Benchmarking your company against competitors is essential - it's how your company is graded on performance and can help identify areas of opportunity. We know gathering all the financial data to conduct a benchmarking analysis can be difficult and time-intensive, that's why we've done the groundwork and created a powerful analytics tool to help your company identify where its performance ranks relative to competitors. Before jumping in, open the Public Company Benchmarking Tool in another tab. Next, we'll guide you through the process of determining which classifications your company may fall into.

Selecting Comparable Companies

Category: What is your company in the business of doing? Does your company provide financial technology (fintech), or does it host a platform for buyers and sellers to list their products and services on (marketplace)?

Enterprise Solution: What problem does your company solve? Does your company provide marketing solutions (marketing) or a productivity platform (productivity)?

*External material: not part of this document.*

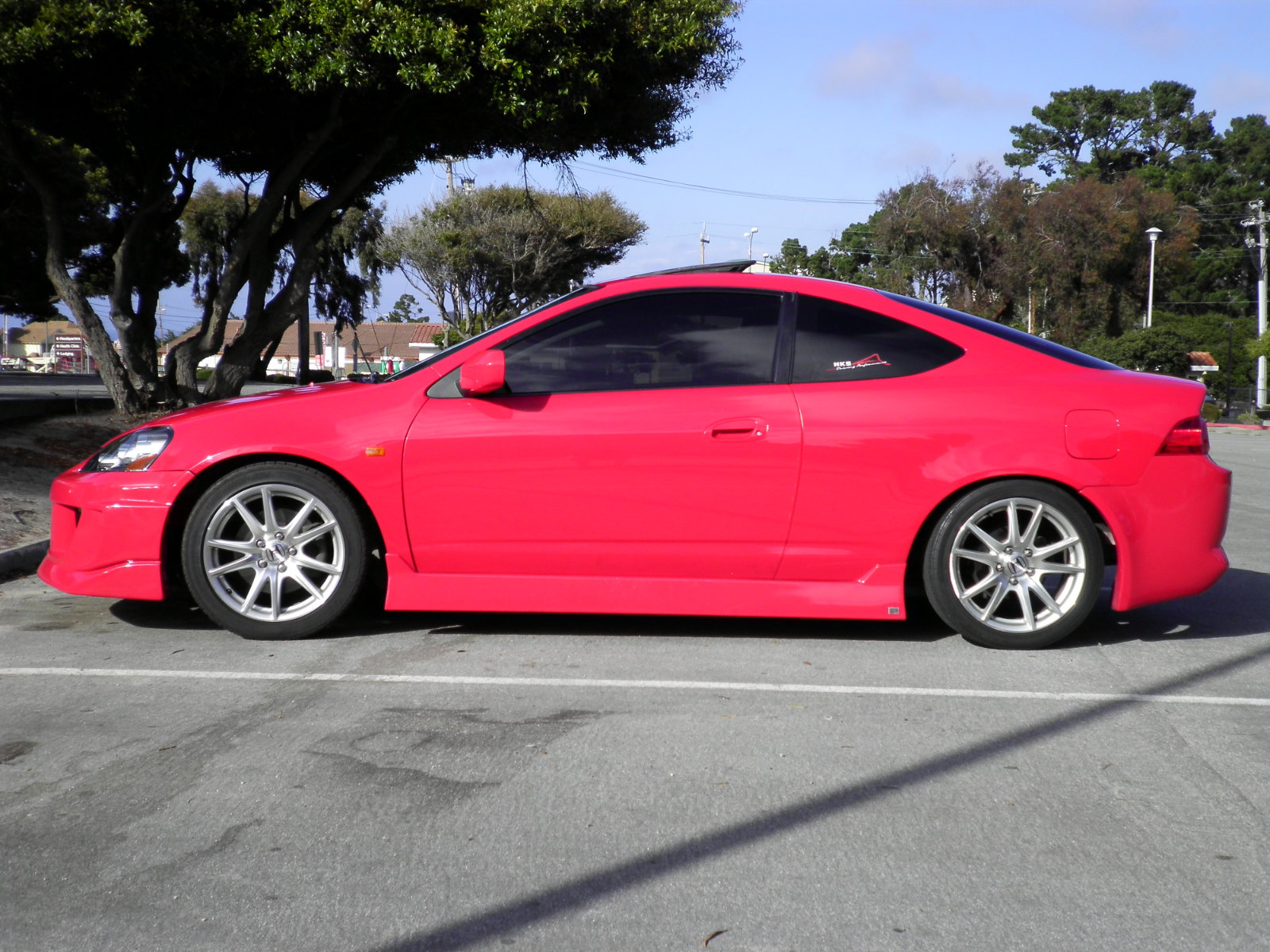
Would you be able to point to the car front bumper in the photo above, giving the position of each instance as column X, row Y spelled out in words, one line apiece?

Enterprise Market: What is the typical size of your customers? Large corporations (enterprise), smaller to medium-sized businesses (SMB), or both (mix)?

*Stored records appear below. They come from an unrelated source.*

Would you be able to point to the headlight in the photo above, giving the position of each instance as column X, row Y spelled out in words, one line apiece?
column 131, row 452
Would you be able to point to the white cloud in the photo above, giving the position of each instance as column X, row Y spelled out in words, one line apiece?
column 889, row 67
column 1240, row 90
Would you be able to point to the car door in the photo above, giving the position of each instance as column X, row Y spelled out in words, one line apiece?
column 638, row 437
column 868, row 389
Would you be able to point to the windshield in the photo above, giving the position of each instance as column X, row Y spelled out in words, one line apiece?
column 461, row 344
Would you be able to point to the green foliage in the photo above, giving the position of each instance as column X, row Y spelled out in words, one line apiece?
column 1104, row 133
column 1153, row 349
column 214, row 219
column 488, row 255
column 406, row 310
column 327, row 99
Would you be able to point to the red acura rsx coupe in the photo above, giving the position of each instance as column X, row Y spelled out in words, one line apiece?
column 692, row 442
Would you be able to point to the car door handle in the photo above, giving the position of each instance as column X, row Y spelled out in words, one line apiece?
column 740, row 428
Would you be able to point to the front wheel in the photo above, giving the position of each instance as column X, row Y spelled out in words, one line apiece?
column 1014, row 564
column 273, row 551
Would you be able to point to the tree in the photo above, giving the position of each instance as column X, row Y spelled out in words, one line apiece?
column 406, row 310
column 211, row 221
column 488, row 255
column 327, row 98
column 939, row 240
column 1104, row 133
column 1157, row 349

Specific Companies: Select specific companies you'd like to include in your benchmark.

Note: Depending on the metrics you're benchmarking, you might want to look at your peers for overall performance, businesses with similar business models for S&M metrics, or businesses with similar products for R&D metrics.

Next, determine what you want to base your benchmark analysis on - revenue stage (how much revenue your company generates), periods from IPO or periods from founding. Fortunately, we provide all three in one simple, easy-to-use interface.

Revenue Stage: It's important to benchmark companies against competitors who generate similar amounts of revenue. In the early stages of a company (when revenue is smaller), margins are sometimes sacrificed for market share. As companies scale, they are expected to maintain their margins and are scrutinized to a higher-degree on their ability to do so.

Periods from IPO: Similar to revenue stage, it's equally important to benchmark a company against competitors in the same lifecycle stage. Typically, there are ranges of acceptable margins for companies that go public. This axis can be extremely useful if your company plans to go public at some point  - it'll allow you to determine those acceptable ranges for a company in your industry at the time of an IPO. Further, it'll allow you to identify the typical trend of margins after an IPO.

Period from Founding: Curious if your company has the right amount of trajectory? This axis will illustrate how fast (or slow) some of the oracles of the industry have taken off since they were founded. Although some metrics (like costs as a % of revenue) are less insightful, its incredibly useful (and interesting) to see how metrics like revenue growth, gross margin and efficiency have trended over time.

Benchmarking Your Financial Plans

Now that you have a dataset of appropriate companies to benchmark your company against, navigate to our Benchmark FAQ Guide to familiarize yourself with the industry standard metrics used in this benchmarking exercise. It's important to understand both the intuition behind these various metrics, as well as the granular numbers that are used in each calculation.

Using the same calculations as described in the Benchmark FAQ Guide, assemble the same metrics for your company's financial plans. Where do your metrics fall relative to competitors? Is your company spending (or planning to spend) more as a percentage of revenue? Or perhaps your sales efficiency metrics are huge outliers? Use this tool to help identify areas of improvement or advantage within your organization. Include these metrics in your board presentation for real-world context!